When Jason's "sorry you didn't make the cut letter" arrived, he asked and found out that it was because of that lackluster interview. He called the person who wouldn't schedule a redo and complained bitterly, but it was too late b/c the class had been filled. His dad, he said, was furious, but when your kid is grown you can't fix things like that. (Frequently you can't fix them when your kid isn't grown, but you can at least try.) Jason was manly about it but we all felt terrible for him. Another coworker planned a "Jason appreciation day" for which we all brought special snacks for the morning break and were extra-nice to him. He laughed about it but I think it really did make him feel better.

Shortly after it was announced that the company was closing, Jason came to me to give notice. It seemed that his mother had showed his resume around to some people she knew, and some of them took it a little farther, and then he had a job interview in Jackson, MS, I think, for a pharmaceutical company, and he got the job. From what he described it sounded like a fantastic opportunity and one he is well suited to.
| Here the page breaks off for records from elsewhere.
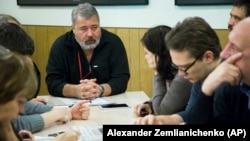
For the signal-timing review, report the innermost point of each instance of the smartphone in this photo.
(114, 105)
(55, 134)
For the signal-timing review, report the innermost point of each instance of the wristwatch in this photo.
(102, 89)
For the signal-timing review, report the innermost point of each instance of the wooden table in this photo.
(100, 116)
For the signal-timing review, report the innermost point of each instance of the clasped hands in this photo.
(88, 89)
(80, 110)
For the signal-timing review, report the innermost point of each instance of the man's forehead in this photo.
(239, 12)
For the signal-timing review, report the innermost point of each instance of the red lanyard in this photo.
(80, 68)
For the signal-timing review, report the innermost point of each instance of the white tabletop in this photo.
(100, 116)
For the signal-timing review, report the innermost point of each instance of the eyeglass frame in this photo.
(189, 66)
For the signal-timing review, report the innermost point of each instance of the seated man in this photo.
(36, 116)
(88, 61)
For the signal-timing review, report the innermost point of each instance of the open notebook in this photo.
(88, 133)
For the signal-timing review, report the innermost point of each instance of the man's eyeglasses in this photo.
(189, 66)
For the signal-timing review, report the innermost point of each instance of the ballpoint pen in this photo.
(67, 121)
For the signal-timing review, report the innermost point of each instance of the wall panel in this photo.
(141, 75)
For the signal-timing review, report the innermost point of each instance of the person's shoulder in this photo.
(109, 34)
(65, 36)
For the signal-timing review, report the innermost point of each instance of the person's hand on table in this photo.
(80, 110)
(148, 120)
(70, 135)
(26, 135)
(142, 110)
(38, 100)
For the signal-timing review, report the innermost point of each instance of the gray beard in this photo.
(87, 47)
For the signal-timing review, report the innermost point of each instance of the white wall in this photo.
(157, 12)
When he left I heard yet another coworker remark enviously that Jason got all the luck. Everything just magically worked out for him. Whatever.

Tuesday, April 03, 2007

I'm seeing some things in the plant that fortunately I and my direct reports are not immediately involved in. All I do is observe, and judiciously offer advice in mostly an indirect, non-judgemental or pushy way. To you, my readers, I will spell a few things out.
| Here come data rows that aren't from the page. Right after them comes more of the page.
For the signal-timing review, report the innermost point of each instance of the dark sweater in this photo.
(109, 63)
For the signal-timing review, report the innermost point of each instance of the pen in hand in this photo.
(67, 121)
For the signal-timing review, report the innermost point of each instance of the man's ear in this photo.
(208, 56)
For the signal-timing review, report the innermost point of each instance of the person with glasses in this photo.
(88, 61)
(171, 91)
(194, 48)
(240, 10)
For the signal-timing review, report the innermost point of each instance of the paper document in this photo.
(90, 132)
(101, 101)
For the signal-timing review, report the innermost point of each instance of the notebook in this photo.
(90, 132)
When you're a 25-year-old whippersnapper, there are a few things you should not do.

1 - Don't order your boss around. I PROMISE you that will get on his nerves.

Me: [Boss's name], I need to talk to you when you get a minute, please.
Boss: I'll be right there.

Whippersnapper: [Boss's name], come to the control room.
Boss: [grrr.]

Actually, you should treat everyone with courtesy and respect, from the CEO to the person who sweeps the floor and cleans the toilet. Give it out and you get it back.

2 - When the boss has told other people to do things, don't contradict him and get them all confused about what they're supposed to do. If you think your boss is in error, you can call him at home and discuss the issue. He would actually like that. But don't go behind his back and change stuff he thought was happening after he leaves.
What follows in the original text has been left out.